Fantasia 2018: Reflections After the Fact
I saw 60 feature films or showcases of short films this year at the Fantasia International Film Festival. As is the case every year, seeing so many wild visions so close together was a powerful experience. If one film didn’t work, there’d be another one coming right after that’d be completely different. Having been slowed down by a bad cold the last few weeks, I’ve had time to think about what I took away from the Fantasia adventure this year in particular, and I keep coming back to things that struck me during the festival itself: the ability of the programmers to select films; the power of seeing the films as part of an audience and indeed part of a community; and the way those things interact.
Let me begin explaining that by thanking the Fantasia team for another excellent festival. I particularly want to thank the people who I spoke with and helped me in my coverage, including Rupert Bottenberg, Mitch Davis, Ted Geoghegan, Kaila Hier, and Steven Lee. I also want to thank a number of fellow writers who helped make the festival even more enjoyable. I’ll specifically note here Giles Edwards, Yves Gendron, Dave Harris, Agustín Leon, and Thomas O’Connor.
I mention all these people because I’ve been thinking about what makes the experience of Fantasia different from watching an equivalent number of movies in an equivalent amount of time on Netflix or blu-ray in the comfort of my own home. Some of it’s getting to see the films on a big screen, of course. But much of it also has to do with the experience of having an audience around you, and so of being able to talk about the films afterward. And, especially, it has to do with the quality of the films and their overall character — the identity of the festival, the overall feel of it that shapes the event.

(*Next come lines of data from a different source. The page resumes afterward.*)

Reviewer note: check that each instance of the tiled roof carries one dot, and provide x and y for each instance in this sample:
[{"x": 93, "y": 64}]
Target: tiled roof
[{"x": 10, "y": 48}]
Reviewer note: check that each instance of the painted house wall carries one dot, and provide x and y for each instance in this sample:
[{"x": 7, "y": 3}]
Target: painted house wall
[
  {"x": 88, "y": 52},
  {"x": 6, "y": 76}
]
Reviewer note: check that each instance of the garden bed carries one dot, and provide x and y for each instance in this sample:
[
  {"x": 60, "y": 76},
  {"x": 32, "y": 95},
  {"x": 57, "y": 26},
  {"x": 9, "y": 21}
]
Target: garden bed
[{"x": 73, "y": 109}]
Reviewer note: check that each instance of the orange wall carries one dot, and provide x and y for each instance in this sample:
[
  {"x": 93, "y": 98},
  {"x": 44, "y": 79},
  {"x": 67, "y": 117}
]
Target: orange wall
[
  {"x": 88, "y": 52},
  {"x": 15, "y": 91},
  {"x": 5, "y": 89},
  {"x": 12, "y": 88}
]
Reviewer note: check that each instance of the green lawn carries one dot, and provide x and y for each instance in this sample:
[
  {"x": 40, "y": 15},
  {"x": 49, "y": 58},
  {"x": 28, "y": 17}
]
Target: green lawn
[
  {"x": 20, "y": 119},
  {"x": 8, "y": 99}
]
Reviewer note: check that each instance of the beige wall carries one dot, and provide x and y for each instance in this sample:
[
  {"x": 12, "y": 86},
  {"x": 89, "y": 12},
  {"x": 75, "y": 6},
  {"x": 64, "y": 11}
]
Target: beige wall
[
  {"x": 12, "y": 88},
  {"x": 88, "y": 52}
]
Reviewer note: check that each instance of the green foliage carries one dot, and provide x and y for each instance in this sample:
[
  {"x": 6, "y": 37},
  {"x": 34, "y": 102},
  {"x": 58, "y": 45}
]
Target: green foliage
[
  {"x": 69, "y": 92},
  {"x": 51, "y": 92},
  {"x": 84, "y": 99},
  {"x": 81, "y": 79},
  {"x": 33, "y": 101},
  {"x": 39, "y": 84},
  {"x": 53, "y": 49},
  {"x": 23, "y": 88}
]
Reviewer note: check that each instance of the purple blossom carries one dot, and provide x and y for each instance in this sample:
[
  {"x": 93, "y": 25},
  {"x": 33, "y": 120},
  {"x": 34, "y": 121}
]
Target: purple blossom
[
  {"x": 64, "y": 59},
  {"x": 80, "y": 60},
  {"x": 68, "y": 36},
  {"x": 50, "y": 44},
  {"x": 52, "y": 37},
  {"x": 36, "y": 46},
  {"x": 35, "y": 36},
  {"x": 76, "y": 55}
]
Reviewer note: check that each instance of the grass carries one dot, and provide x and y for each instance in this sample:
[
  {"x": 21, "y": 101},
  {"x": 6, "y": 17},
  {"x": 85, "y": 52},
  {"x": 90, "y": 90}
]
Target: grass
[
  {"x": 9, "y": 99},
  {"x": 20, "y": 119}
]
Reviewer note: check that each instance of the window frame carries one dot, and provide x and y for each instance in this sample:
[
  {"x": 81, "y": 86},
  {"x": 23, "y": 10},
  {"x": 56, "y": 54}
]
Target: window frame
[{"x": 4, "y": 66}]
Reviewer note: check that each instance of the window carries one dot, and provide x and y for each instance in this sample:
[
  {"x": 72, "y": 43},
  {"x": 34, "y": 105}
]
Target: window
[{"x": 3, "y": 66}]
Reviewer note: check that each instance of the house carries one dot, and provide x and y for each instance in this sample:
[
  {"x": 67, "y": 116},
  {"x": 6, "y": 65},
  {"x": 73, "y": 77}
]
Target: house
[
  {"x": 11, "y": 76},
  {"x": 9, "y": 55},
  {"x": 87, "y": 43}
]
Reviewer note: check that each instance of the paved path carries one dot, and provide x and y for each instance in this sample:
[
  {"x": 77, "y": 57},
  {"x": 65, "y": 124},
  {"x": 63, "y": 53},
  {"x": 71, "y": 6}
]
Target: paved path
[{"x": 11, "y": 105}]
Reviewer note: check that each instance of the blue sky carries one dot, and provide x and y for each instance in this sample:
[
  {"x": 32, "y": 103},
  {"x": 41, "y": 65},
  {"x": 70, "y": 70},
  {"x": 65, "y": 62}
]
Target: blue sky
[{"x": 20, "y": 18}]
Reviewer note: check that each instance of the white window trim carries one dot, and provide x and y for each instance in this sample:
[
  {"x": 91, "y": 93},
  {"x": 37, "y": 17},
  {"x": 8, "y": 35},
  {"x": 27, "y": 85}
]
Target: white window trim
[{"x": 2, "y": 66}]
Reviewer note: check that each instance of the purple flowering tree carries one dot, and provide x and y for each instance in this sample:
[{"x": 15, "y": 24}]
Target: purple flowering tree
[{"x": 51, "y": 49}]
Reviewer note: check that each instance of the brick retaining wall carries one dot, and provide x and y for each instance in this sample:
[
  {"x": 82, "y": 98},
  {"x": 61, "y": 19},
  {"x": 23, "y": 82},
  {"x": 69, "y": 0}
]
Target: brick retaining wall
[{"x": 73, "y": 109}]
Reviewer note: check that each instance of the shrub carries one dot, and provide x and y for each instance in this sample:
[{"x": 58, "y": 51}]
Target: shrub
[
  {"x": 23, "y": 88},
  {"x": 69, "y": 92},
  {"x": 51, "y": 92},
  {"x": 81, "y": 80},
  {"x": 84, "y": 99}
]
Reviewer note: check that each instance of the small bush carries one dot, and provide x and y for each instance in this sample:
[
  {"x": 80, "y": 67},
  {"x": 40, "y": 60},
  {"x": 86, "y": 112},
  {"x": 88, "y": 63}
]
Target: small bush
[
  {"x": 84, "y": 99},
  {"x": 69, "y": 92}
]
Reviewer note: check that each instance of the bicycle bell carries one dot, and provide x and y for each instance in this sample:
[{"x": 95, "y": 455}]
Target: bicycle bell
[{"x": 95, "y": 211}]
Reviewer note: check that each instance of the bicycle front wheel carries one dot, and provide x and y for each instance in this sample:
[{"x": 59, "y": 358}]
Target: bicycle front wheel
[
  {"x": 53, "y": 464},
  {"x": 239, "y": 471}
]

Spending time at Fantasia is a very specific experience and in writing these posts I try to catch moments outside the movies themselves that strike me as characteristic of that Fantasia feel — the way a theatre may be set up for a special screening, or the way an audience reacts to key moments. Several times over the past few years I’ve mentioned that Fantasia audiences can help elevate the experience of watching a film. Enthusiastic, responsive, but not usually obtrusive, they give another dimension of life to a film. You’re watching a story as part of a crowd, part of a collective whose reaction helps shape the pacing and perception of the tale. Films being films, the director has to try to plan ahead for a crowd reaction, and I think Fantasia audiences on the whole rise to a director’s hopes. That means there’s a special value to being able to see a film alongside an audience, different from watching the same film in solitude or even (usually) at a media screening to an audience of critics. So start with that.